Usaha Kecil dan Menengah (UKM) menyumbang hampir 50% PDB Asia Tenggara, berkontribusi terhadap penciptaan lapangan kerja, inovasi, dan ekspansi ekonomi secara keseluruhan. Namun demikian, seperti di belahan dunia lainnya, UKM di Asia Tenggara menghadapi tantangan dalam hal modal kerja yang memadai. Singkatnya, UKM biasanya dianggap terlalu berisiko bagi bank tradisional untuk memberikan pinjaman kepada mereka, sehingga bank-bank tersebut mengenakan suku bunga tinggi, jika mereka menyetujuinya.

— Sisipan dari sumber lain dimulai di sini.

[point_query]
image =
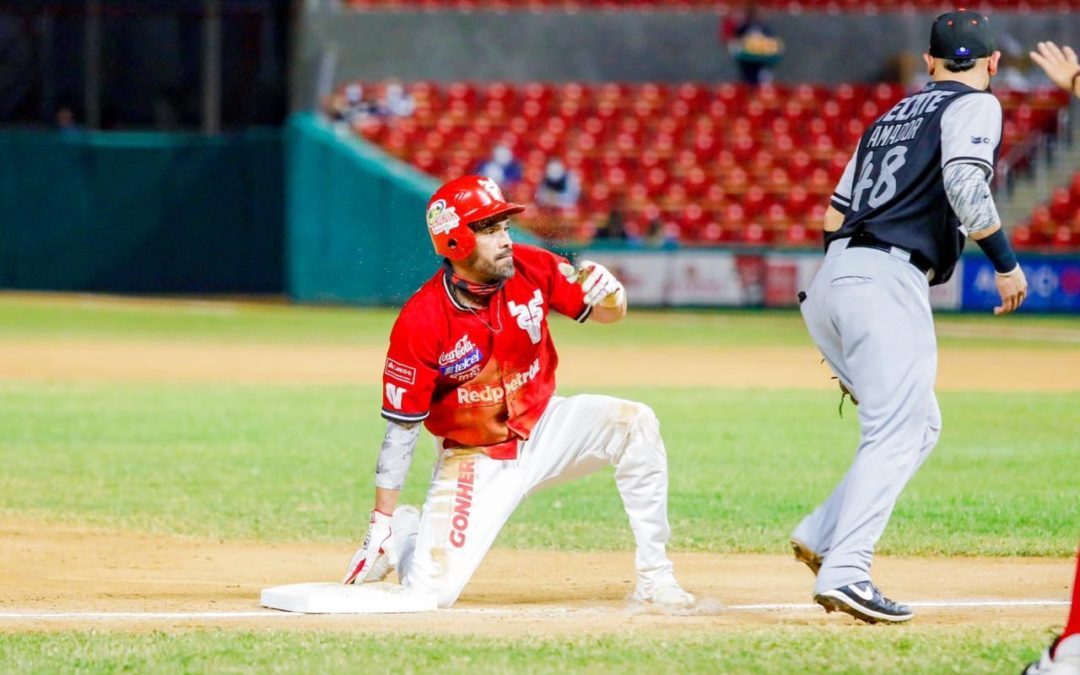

Kelvin Teo dan Reynold Wijaya, dua pengusaha dari Asia Tenggara yang bertemu saat keduanya sedang meraih gelar sarjana di Harvard Business School (HBS), sangat menyadari kesenjangan tersebut di negara mereka. Terinspirasi oleh HBS' misi yang dinyatakan untuk “membuat perbedaan di dunia,” mereka berupaya mengatasinya.
“Kami tumbuh sebagai tim yang tidak diunggulkan, merasa terhormat berada di HBS dan ingin memberikan kontribusinya ke Asia Tenggara,” kata Teo dalam wawancara dengan TechCrunch. “UKM selaras dengan kami dan pembiayaan adalah masalah terbesar mereka.”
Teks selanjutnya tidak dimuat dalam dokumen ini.